Marsen also points out
that Bhagyavathi had applied for financial help to build a proper house of her
own under an SC ST Housing Scheme and had even started the construction.
However, the authorities revoked the benefit citing that the plot was bigger
than the sanctioned size in the scheme, he says. “She continued with the
construction pledging the deed of her ancestral house. It’s only after receiving
compensation for the death of her daughters under the SC ST Atrocities Act,
that she has been able to get back the house deed. But the delay cost her the
lives of her daughters.”
Also, Bhagyavathi and
her husband are construction workers, and were working at a place 10 km away
when the incidents occurred. The nature of construction work is such that they
often had to work till late at night, and the couple had no choice but to leave
the children with relatives nearby, Neelakantan says.
At the same time, a
cousin of the two girls had reportedly revealed that the older girl had
confided to her that she was being sexually assaulted, was in pain, and that
she was afraid of the accused.
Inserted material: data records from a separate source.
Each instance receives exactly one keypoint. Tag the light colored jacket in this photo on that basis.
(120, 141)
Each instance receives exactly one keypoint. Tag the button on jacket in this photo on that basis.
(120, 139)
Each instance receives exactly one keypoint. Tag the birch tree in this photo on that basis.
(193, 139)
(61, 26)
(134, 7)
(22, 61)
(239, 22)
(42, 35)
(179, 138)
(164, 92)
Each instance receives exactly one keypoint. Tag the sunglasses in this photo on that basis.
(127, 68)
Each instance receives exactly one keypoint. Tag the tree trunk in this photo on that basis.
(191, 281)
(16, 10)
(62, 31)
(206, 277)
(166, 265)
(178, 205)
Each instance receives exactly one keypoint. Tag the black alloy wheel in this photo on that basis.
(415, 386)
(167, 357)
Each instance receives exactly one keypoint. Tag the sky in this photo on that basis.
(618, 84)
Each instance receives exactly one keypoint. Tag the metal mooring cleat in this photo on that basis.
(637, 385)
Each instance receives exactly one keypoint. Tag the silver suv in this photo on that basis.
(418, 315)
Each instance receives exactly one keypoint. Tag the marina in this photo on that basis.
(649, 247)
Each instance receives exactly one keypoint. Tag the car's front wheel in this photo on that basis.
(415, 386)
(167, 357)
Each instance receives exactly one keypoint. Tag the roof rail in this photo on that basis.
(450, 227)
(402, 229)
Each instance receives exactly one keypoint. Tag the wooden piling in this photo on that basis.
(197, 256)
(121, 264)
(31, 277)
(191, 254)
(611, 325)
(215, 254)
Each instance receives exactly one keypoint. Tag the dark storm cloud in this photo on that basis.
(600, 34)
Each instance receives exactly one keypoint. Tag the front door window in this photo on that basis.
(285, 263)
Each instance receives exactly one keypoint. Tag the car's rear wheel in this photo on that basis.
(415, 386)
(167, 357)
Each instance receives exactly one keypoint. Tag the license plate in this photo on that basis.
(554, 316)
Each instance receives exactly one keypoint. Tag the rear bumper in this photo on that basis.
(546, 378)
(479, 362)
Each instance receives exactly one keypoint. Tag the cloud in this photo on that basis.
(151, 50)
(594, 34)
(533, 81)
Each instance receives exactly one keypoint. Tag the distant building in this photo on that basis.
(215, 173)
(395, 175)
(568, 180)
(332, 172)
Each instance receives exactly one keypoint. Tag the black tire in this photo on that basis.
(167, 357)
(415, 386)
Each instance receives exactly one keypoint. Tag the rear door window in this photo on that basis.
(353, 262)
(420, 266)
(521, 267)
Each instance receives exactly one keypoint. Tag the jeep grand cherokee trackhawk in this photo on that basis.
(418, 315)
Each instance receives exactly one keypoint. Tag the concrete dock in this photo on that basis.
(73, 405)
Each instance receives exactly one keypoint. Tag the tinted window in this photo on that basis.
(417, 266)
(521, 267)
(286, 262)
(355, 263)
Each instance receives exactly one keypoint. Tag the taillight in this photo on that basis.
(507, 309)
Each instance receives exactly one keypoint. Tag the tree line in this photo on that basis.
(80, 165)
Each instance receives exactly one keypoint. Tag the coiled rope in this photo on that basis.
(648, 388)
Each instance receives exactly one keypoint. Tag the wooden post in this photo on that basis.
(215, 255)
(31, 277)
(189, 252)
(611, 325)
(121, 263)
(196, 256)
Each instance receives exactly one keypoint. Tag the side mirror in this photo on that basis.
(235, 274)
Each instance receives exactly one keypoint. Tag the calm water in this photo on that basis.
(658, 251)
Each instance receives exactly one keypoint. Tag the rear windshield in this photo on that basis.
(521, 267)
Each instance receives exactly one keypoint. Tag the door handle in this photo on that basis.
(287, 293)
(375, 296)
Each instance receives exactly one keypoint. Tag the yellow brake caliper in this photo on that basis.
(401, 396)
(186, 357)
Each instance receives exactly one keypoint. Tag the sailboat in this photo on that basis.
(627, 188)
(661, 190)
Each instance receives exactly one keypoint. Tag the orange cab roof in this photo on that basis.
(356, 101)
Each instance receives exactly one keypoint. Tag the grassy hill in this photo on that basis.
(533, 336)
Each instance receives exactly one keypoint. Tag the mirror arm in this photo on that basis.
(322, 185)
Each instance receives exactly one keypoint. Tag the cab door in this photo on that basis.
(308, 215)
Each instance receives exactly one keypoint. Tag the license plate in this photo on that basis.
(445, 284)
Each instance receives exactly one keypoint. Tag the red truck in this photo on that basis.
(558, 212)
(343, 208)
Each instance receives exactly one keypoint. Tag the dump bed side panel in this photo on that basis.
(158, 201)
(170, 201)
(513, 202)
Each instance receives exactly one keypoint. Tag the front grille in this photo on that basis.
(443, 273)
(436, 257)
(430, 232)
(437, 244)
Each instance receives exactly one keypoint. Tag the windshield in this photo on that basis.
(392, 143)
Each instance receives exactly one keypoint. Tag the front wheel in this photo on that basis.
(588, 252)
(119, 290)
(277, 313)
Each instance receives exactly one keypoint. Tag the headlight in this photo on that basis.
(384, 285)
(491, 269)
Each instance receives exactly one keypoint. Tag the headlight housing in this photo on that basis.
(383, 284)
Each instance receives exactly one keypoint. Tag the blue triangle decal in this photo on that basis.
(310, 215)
But the victim did not open up during a sexual
awareness class in school.
The elder girl had also
been found standing during classes on several occasions because she was in
‘’great pain’’, which neither the school authorities nor the mother seem to
have investigated.
A week before the
Kerala elections were held on April 6, at the request of Bhagyavathi, the
Kerala High Court directed Central Bureau of Investigations (CBI) to take over
the case, and investigation has started in the case. If the right authorities
conduct the investigation, evidences will be available, and the truth will come
out, feels Marsen.
As the state awaits
the election results, the issue is spoken of more in its political context than
anything else. Politics apart, the sad truth is that no person or authority
offered the two girls the much needed security they badly needed – neither the
family, nor the school, nor child welfare authorities, nor police, or the government.